After designing and sculpting accents and other pieces for Xetava, Pettegrew had begun making similar additions to his own Ivins home, which had been the typical subdivision structure when he moved in.
“This was actually a major segue into carving more regularly,” he said. “I just started playing around with my own little subdivision house and transforming it into something more magical.”
From creating an outdoor arch of twisted juniper to carving wood accents for his home and custom-making a front door as he had done for Xetava, Pettegrew turned his abode into a custom dwelling that related more to its desert surroundings. From that venture, Pettegrew's wood-sculpting artistry grew, and what had begun as a sort of creative lark has turned into a full-time business for him. He now does a great deal of professional carving work throughout the Southwest, and he also does what he calls “environmental design,” helping people make their yards and home exteriors more harmonious with the local desert environment.
“It's always about bringing back native species or at least drought-tolerant or desert-type plants that are more appropriate for desert living,” Pettegrew said.
Pettegrew now melds his two pursuits, sculpting and environmental design, to create unique indoor and outdoor spaces.
“We live in a world that's full of a lot of cookie-cutter stuff, a lot of very commercialized stuff, and so I try to bring something new that's more heartfelt and more indigenous, so that's important to me. That's a driving force,” he said.

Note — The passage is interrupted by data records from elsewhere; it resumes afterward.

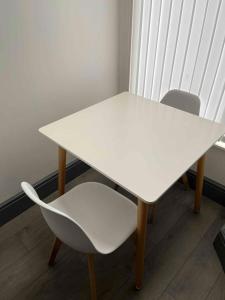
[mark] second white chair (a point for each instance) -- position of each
(186, 102)
(90, 218)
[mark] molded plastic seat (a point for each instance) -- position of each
(107, 217)
(182, 100)
(186, 102)
(90, 217)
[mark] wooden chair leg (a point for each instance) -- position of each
(55, 250)
(92, 276)
(116, 187)
(185, 181)
(152, 214)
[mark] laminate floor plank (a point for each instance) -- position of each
(178, 244)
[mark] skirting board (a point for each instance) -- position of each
(20, 202)
(211, 189)
(14, 206)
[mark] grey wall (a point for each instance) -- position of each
(56, 57)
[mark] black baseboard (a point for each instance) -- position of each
(211, 189)
(20, 202)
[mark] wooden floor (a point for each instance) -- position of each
(180, 260)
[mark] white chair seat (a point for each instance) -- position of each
(107, 217)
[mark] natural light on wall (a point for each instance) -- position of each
(180, 44)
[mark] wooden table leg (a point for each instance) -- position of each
(62, 171)
(152, 213)
(61, 189)
(199, 183)
(142, 219)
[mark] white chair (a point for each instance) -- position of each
(91, 218)
(184, 101)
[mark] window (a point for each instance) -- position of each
(180, 44)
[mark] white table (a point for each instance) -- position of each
(141, 145)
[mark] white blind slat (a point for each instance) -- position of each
(180, 44)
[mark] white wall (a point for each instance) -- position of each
(125, 17)
(56, 57)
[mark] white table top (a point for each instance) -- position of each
(142, 145)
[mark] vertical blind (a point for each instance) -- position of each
(180, 44)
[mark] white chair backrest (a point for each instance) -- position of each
(63, 226)
(182, 100)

Among local projects Pettegrew is currently involved in is a beautification effort in Virgin, Utah, where he and others are re-vegetating stripped land along state Route 9 with desert willows and other natural vegetation. He has also been working at an estate called “Robin's Nest” in Rockville, just outside Zion National Park, to help transform that property into a more desert-like environmental place.
“It's a nice home and nice property, but it just had very little connection to the environment, so we've gone in there and brought back a lot of the character in the land,” Pettegrew said.
When the current owner purchased it, Robin's Nest had a lot of lawn and non-indigenous flowers and plants, but natural vegetation and Pettegrew's more earth-harmonious design, coupled with his wood-sculpted pieces, are turning the property into a desert retreat.
Work is plentiful for Pettegrew as he spends time doing what he loves. For him, leaving the day-to-day business life behind to immerse himself in creative work and connect deeply with his artistic medium has been freeing and satisfying.
“I've always had a very, very deep connection to the land and the environment, so it was not possible for me to sit in a cubicle and draw pictures all day or be under a deadline that was too intense – it just killed my creativity,” he said. “I work from the heart, I work from the gut. My work is very emotional for me.”